Chromatography Today Help Desk Challenges with Sample Preparation


The introduction of liquid chromatography mass spectrometry (LC-MS) into the analytical laboratory has transformed the ability to identify and quantify compounds at low concentrations. Initially scientists had thought that the use of this technology, which allowed for much greater specificity, would eliminate the need for any sample preparation, and the concept of dilute and shoot was readily applied to a range of samples. It was very evident that this approach has limited applicability in disciplines which require quantitive analysis as the detected levels for the same concentration of sample could vary substantially depending on the nature of the matrix components. The explanation for the variability is due to the ionisation process, which can be greatly affected by co-eluting components, or indeed the analyte itself since mass spectrometers have a limited concentration range over which they give a linear response as a function of analyte concentration. The use of sample preparation can reduce or even eliminate co-eluting species derived from the matrix which will also reduce the suppression effects caused by matrix components.


However, even when some form of sample preparation is performed, the matrix can still affect the ionisation efficiency and the performance of an assay. So called ‘matrix effects’ [1-3] are well recognised for their potential to distort the analytical data, the use of appropriate sample preparation or chromatography, however where the sample matrix varies the analyst can never be truly confident, and in this scenario the use of isotopically labelled internal standards can provide greater levels of assurance to the assay. These matrix effects arise because of the complexity of the matrix, which for a biological fluid, can contain several tens of thousands of different compounds with a very wide range (>107


) of concentrations [4]. Each


of the endogenous compounds can, and does, vary from sample to sample [5]. Many of these compounds will interfere with the analyte ionisation process which results in them either;


• competing for the available charge in the ion source of the mass spectrometer [6]


• enhancement of the ionisation capabilities of other compounds [7] • reduction in solvent evaporation [8]


There are also other processes, including space charge effects, micelle formation and gas phase interactions [9] that exist and can also cause variable responses from the mass spectrometer.
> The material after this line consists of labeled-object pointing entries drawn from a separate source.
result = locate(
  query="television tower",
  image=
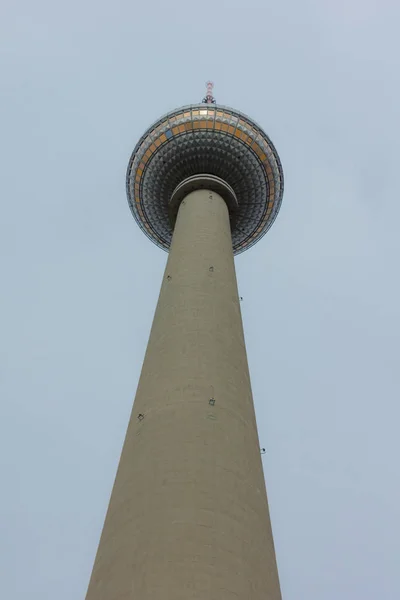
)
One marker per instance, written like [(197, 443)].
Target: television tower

The variability in matrix composition potentially means that the degree of ionisation will vary from one sample to another with possible adverse effects on the analysis of target analytes. Therefore; it is critical that the compound is resolved from any endogenous materials that produce matrix effects in order to reduce or eliminate ion suppression within the mass spectrometer source. This can be achieved either through the initial sample preparation or by the final chromatographic separation to eliminate co-elution of the matrix component and the analyte. It should be noted that in biological samples which contain tens of thousands of matrix components this will be challenging to say the least.


An interesting observation is the variability of analyte response that


can be observed with the same sample and the helpdesk will look at what can cause this issue. The introduction of Incurred Sample Reanalysis (ISR) [10] as part of the validation criteria in 2009 has resulted in this issue having much greater significance and as such is a necessary component of bioanalytical method validation. ISR is intended to verify the reliability of the reported subject sample analyte concentrations and is conducted by repeating the analysis of a subset of subject samples from a given study in separate runs on different days to critically support the precision and accuracy measurements established with spiked QCs; the original and repeat analysis is conducted using the same bioanalytical method procedures.
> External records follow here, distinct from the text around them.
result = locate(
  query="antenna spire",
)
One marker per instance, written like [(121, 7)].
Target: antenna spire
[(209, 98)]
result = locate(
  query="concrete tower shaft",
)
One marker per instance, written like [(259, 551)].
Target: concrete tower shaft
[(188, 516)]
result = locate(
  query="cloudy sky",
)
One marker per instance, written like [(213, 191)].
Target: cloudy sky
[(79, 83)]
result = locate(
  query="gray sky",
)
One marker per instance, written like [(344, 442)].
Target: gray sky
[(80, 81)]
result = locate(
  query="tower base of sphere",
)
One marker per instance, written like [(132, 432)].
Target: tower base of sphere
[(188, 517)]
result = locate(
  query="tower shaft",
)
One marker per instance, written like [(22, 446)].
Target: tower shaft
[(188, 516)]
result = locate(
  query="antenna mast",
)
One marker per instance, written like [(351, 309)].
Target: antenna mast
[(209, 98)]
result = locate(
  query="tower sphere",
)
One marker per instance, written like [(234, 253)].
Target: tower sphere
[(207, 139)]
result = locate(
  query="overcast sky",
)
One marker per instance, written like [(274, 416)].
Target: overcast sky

Repeating the analysis on the same sample can potentially highlight when there is an issue with the assay. There are a variety of reasons that could cause the assay not to give the same result, some pertaining to the sample stability and some relating to the performance of the assay. If the sample deteriorates over a period of time, then the assay performance should pick this up. This article will, however, focus on sample preparation issues that can affect the assay stability.


Sample Preparation


Within many bioanalytical laboratories, the typical workflow will be to perform some form of sample preparation followed by a LC-MS/ MS based analysis. There are a range of different sample preparation techniques that can be employed including dilution, protein precipitation, liquid-liquid extraction, and solid phase extraction. Optimisation of each of these approaches can require some effort, making method development quite daunting. In general, the less selective the extraction technique the more economical will be the process and the quicker will be the sample preparation approach. However, the disadvantage is that there will be substantially more matrix components that reaches the chromatographic system and ultimately this will have a detrimental effect on the performance of the system.
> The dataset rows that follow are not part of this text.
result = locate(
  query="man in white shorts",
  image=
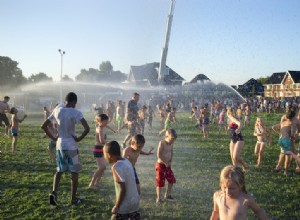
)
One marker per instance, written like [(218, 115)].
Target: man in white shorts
[(67, 158)]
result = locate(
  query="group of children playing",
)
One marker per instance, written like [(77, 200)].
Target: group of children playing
[(231, 202), (126, 180), (13, 125)]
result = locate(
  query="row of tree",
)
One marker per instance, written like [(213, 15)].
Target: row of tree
[(11, 75)]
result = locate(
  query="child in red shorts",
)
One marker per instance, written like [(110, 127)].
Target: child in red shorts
[(163, 165)]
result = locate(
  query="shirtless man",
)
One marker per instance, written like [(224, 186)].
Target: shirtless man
[(163, 165), (133, 152), (4, 108)]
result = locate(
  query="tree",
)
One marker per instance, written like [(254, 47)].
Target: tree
[(10, 73), (40, 77)]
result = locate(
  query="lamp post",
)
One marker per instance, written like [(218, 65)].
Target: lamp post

Two common approaches of sample preparation that are often employed are protein precipitation and solid phase extraction. Protein precipitation has been successfully applied to the analysis of a wide range of compounds within a variety of biological matrices. It relies on altering the solubility of the protein by changing the configuration of the protein using a variety of chaotropic reagents, with the most common being acetonitrile and acids such as trichloroacetic acid (TCA). Different chaotropic reagents will preferentially affect different bonding mechanisms within the protein structure. Proteins commonly cause significant issues, either due to irreversible adsorption to active surface sites on the column, co- elution or causing MS ion suppression. The removal of these matrix components increases column lifetime and also significantly reduces ion suppression effects within the detector. However, this approach does not remove all of the matrix components, and one particular classification of compounds, phospholipids, which are present in high concentrations within a biological matrix can cause high levels of ion suppression.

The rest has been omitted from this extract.